At the boat show we visited the Garmin stand with the intention to purchase a PC interface cable for my hand held Garmin GPS 72. After a very brief conversation with the people on the stand it became apparent that they did not have any interface leads.
One of the Garmin reps gave me his business card and said send him an email and he would post one out to me free of charge (Yeah right), today the cable arrived in the post and good to his word, it was free. Excellent service!
The main reason for this is to use the PC/GPS in conjunction with Google Earth.
Download the latest version from google, pay for the upgrade 20 US dollars per year, which will then interface to a GPS, Garmin or Magellan - I recommend Garmin, most of you will already know were this is going…
Once installed on the PC, go to the menu at the top of the screen and select Tools, go to the bottom of the menu Options. On selecting Options.
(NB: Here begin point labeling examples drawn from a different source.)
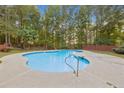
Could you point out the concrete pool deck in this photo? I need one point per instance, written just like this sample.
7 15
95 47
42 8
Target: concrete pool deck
104 71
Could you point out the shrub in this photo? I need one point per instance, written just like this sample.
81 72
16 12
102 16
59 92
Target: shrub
119 50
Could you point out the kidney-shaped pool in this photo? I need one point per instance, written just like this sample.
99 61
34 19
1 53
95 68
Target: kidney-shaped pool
54 61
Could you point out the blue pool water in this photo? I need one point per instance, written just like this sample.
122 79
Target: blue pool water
54 61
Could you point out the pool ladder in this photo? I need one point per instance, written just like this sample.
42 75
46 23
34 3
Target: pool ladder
77 69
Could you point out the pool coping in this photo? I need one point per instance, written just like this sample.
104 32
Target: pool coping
109 79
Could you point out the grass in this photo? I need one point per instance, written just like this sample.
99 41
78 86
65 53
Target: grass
109 53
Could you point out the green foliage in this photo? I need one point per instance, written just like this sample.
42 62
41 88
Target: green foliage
62 26
119 50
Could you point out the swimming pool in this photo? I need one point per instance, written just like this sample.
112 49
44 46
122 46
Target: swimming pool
54 61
Go to the tab, which says Cache.
Increase the Disk Cache Size to 2000 MB, maximum size.
Locate your home port on google earth and zoom into the area as close as you can get, then start to pan around your chosen cruising area, again zooming in to the maximum resolution, try adding place markers as you go and make a route.
Unplug PC from the internet and take on board the boat, fire up google earth on the PC with GPS attached, yes I know its not connected to the internet, you will see a warning from google earth, read the warning, smile, and select the No button to continue.
It's brilliant and works a treat, this is going to be a great way to visualise our progress and add pictures to our blog. We will be using the usual Admiralty paper charts for plotting our route and will have a chart plotter as a back-up.
This has to be the best 10 quid I have ever spent and I hope others find this useful.